Examination of the head and neck reveals absence of any mucosal lesions in the upper aerodigestive tract by visual inspection, bimanual palpation, and fiberoptic examination of the nasal cavity, nasopharynx, hypopharynx, and larynx. There is no serous otitis media, trismus, parapharygneal space fullness, or cranial nerve abnormalities. Palpation of the neck shows normal parotid, submandibular, and thyroid glands.

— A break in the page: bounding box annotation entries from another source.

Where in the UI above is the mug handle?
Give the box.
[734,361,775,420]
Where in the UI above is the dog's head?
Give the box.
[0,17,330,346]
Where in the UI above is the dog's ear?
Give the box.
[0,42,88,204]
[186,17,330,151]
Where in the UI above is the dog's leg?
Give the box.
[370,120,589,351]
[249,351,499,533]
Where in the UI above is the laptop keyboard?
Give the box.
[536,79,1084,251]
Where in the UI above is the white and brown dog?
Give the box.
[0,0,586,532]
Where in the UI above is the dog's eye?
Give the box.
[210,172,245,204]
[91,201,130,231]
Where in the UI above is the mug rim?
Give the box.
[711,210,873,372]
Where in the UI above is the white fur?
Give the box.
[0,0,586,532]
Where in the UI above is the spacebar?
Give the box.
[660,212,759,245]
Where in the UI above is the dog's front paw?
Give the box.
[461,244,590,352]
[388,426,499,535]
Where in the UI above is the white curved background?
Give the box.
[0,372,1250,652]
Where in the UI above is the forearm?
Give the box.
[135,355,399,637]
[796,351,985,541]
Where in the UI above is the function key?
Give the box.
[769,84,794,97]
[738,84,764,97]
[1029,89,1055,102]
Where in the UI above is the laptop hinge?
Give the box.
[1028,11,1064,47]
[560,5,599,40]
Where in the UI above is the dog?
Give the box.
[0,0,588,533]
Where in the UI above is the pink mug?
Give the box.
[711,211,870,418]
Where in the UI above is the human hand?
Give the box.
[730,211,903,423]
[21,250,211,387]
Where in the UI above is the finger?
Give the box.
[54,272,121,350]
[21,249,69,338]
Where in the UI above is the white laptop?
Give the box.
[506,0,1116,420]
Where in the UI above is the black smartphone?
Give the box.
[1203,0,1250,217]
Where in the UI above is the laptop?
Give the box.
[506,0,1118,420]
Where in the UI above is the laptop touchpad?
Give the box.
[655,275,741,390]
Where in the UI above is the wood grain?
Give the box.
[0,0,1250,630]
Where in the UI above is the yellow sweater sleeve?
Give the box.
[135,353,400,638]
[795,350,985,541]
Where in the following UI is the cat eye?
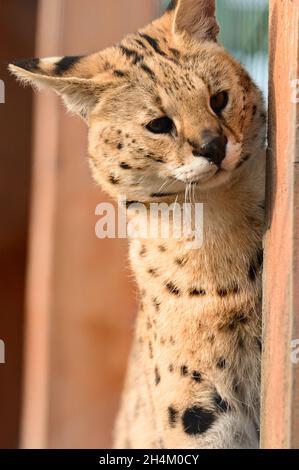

There is a 4.0cm x 5.0cm firm, nonpulsatile right level II mass that is freely mobile from the sternocleidomastoid muscle and the carotid sheath structures.

CT Neck Scan from an outside hospital revealed lobulated right level II mass suggestive of lymph nodes. No other LAD was detected. CT Chest and Abdomen reveal no evidence for primary neoplasm or metastatic disease within the thorax, abdomen and pelvis. Fine needle aspiration biopsy was performed and reveals metastatic poorly differentiated squamous cell carcinoma.

The patient was taken to the operating room for panendoscopy, bilateral tonsillectomy, and directed biopsies of pyriform sinus, base of tongue, glossopharyngeal fold, and nasopharynx. Pathology was negative for malignancy.

The patient subsequently underwent a right modified radical neck dissection, with preservation of the internal jugular vein, spinal accessory nerve, level I, and the sternal portion of the sternocleidomastoid muscle.

Pathology revealed metastatic poorly differentiated squamous cell carcinoma in four out of twenty lymph nodes with focal extranodal extension. Patient underwent full course of radiation therapy and at 3-month follow up has no evidence of disease.